Nous sommes dix, huit adultes et deux enfants de moins de trois ans, confinés dans une maison au milieu des bois. Ton amie chômeuse raconte son expérience communautaire.
Vendredi 24 avril
La fuite d’eau infiltrant les poutres étant devenue hors-de-contrôle, nous avons condamné la douche il y a une dizaine de jours. Le Canard et la Perruche font contre mauvaise fortune bon cœur et s’éclaboussent d’eau tiède à tour de rôle, cachés derrière la maison. On dirait Adam et Eve avec un arrosoir. Les autres utilisent la baignoire sise dans notre chambre. En dépit de ces circonstances très favorables, personne n’a encore proposé de partouze. A regarder la disposition de nos animaux porte-couteaux en fin de repas, il semble pourtant que certains y songent fortement.
Dimanche 26 avril
Soyons honnête, l’essoufflement nous guette. Nous qui avions tant de grands projets, dont une pergola sur la terrasse et un sauna dans le cabanon, nous avons abandonné ces chantiers les uns après les autres. Même le Lièvre, d’habitude impossible à décourager, a cessé de parler du terrain de pétanque : on ne trouve pas quatorze tonnes de gravier sous les sabots d’un cheval. Il a également jeté l’éponge du ciné-club et en a laissé la présidence en friche. Depuis qu’il ne décide plus de ce que nous regardons, nous essuyons une série d’échecs. Un documentaire sur une bande de copains partis faire du ski au Pakistan s’est avéré particulièrement consternant. Même le Cygne, qui trouve toujours un versant positif à toutes les situations, a tranché : « C’était vraiment à chier ».

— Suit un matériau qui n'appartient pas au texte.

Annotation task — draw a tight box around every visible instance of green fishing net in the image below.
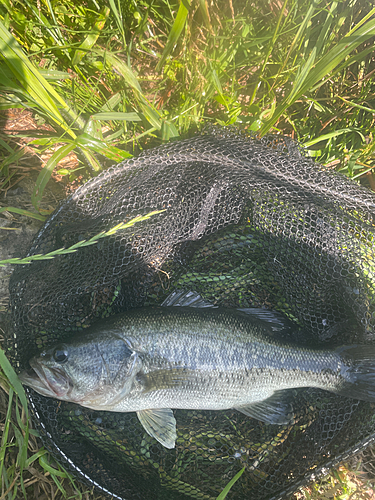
[6,127,375,499]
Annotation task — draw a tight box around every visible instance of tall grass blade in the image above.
[0,22,104,172]
[0,387,13,484]
[304,128,365,147]
[156,0,191,72]
[346,5,375,34]
[72,7,110,66]
[31,143,76,210]
[91,111,142,121]
[0,22,78,134]
[302,17,375,94]
[314,1,338,57]
[98,49,142,92]
[0,147,24,175]
[0,207,46,221]
[0,349,28,411]
[13,406,29,498]
[287,47,316,104]
[99,50,178,136]
[108,0,127,50]
[198,0,212,31]
[250,0,289,104]
[260,16,375,135]
[216,467,245,499]
[336,97,374,114]
[23,0,67,51]
[277,1,317,76]
[334,44,375,76]
[39,454,68,478]
[76,133,132,161]
[38,69,72,81]
[0,137,17,155]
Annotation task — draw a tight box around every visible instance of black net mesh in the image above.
[6,127,375,499]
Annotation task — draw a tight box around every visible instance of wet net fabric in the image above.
[7,127,375,499]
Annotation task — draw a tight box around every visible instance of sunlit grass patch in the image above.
[292,462,375,500]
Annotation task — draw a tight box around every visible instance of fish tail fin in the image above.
[338,345,375,401]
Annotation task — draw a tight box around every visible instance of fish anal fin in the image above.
[235,391,294,425]
[137,408,177,449]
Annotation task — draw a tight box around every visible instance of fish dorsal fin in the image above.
[235,391,294,425]
[161,290,216,308]
[162,290,295,333]
[137,408,177,449]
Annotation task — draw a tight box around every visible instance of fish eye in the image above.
[53,345,69,363]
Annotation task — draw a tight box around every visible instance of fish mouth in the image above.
[19,358,72,400]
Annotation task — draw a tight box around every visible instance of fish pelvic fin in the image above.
[338,345,375,401]
[235,391,294,425]
[137,408,177,449]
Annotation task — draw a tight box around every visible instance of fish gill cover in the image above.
[6,126,375,499]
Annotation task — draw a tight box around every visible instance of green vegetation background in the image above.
[0,0,374,498]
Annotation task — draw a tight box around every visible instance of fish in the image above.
[19,290,375,449]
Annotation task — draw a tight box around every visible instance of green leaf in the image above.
[39,454,68,478]
[287,47,316,104]
[216,467,245,499]
[84,117,104,140]
[0,146,25,173]
[25,449,47,468]
[98,49,142,92]
[100,92,123,112]
[0,21,77,136]
[0,387,13,483]
[76,132,132,161]
[336,96,375,114]
[250,0,289,105]
[108,0,127,49]
[304,128,365,147]
[38,69,72,80]
[0,137,18,154]
[0,349,29,412]
[260,15,375,135]
[97,50,178,137]
[156,0,191,72]
[32,143,76,210]
[198,0,212,31]
[303,16,375,94]
[91,112,142,121]
[72,7,110,65]
[0,206,46,221]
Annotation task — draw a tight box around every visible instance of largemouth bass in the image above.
[19,292,375,449]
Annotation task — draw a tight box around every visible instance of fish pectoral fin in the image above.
[235,391,294,425]
[137,408,177,449]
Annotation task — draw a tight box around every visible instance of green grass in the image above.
[291,462,375,499]
[0,210,164,266]
[0,0,375,498]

La vie communautaire est une belle occasion de tester des hypothèses sociologiques. La mienne, depuis fort longtemps déjà, est la suivante : une société en perte de vitesse et/ou en déliquescence intellectuelle se réfugie
a- dans des programmes télévisés à faible valeur ajoutée
b- dans la pratique du sport.
Hasard ou coïncidence, une fièvre sportive totalement déraisonnable s’est emparée de nous. Le Seven minutes ne constitue désormais qu’un échauffement à des courses interminables autour de l’étang. Même le Lion, qui n’a jamais caché son mépris pour le footing, s’est mise à cavaler plus d’une heure sans essuyer une goutte de transpiration.
Le Chien a poussé le vice jusqu’à fixer une barre de traction entre deux arbres ; il s’y rend au moins deux fois par jour, et le soir, il contemple ses biceps avec un sourire niais. Mais il y a pire.
Lorsqu’il est larbin, le Canard pose toujours les chaises à l’envers sur la table pour laver le sol plus efficacement. Aujourd’hui, je l’ai vu lever une chaise, puis la baisser, avant de la lever à nouveau… Alzheimer précoce, AVC fulgurant ? Nenni. Le Canard utilise tout simplement ce qu’il a sous la main pour une séance de musculation sauvage.
Si nous avions la télévision, dix dollars que nous serions tous devant Cyril Hanouna.
Mercredi 29 avril
J’ai craqué à mon onzième larbinat.
J’avais pourtant pris l’habitude, pour m’alléger la tâche, de commencer à cuisiner la veille. Mais cette fois, la cuisson préalable des oignons n’y a pas suffi, j’ai perdu les pédales. A 19H30, j’ai renoncé à rendre comestibles ces foutues aubergines marinées. J’ai balancé tout ce qu’il nous restait de fromages – roquefort, feta et chèvres moisis- dans un kilo de pâtes et j’ai mis ça au four. Une insulte à la diététique, un gloubi-boulga susceptible d’envoyer notre taux de cholestérol en orbite autour de la Terre. Quand le Chien m’a demandé s’il était temps qu’il dresse la table, j’ai répondu : « Si tu veux, je m’en fous ». Mes yeux se sont embués de larmes. « Je vous préviens, c’est dégueulasse ».
La communauté m’a entourée de mille paroles réconfortantes. Il paraît que tous les duos de larbins ont vécu des situations similaires, des « cauchemars en cuisine » à quinze minutes de l’échéance, des engueulades au-dessus d’un plat d’asperges froides. Ils ont fait semblant que c’était bon, mais le Canard est quand même allé se chercher une tomate en douce, histoire de laisser une chance à ses artères. Je ne lui en veux pas.
Pour me réconforter, le Lièvre a dégoté une nouvelle idée de projet collectif : une pyramide humaine. La figure est ambitieuse, mais c’est l’occasion de mettre à profit nos efforts pour gainer notre sangle abdominale.
Et c’est ce qui nous approchera le plus de cette partouze que nous ne ferons peut-être jamais.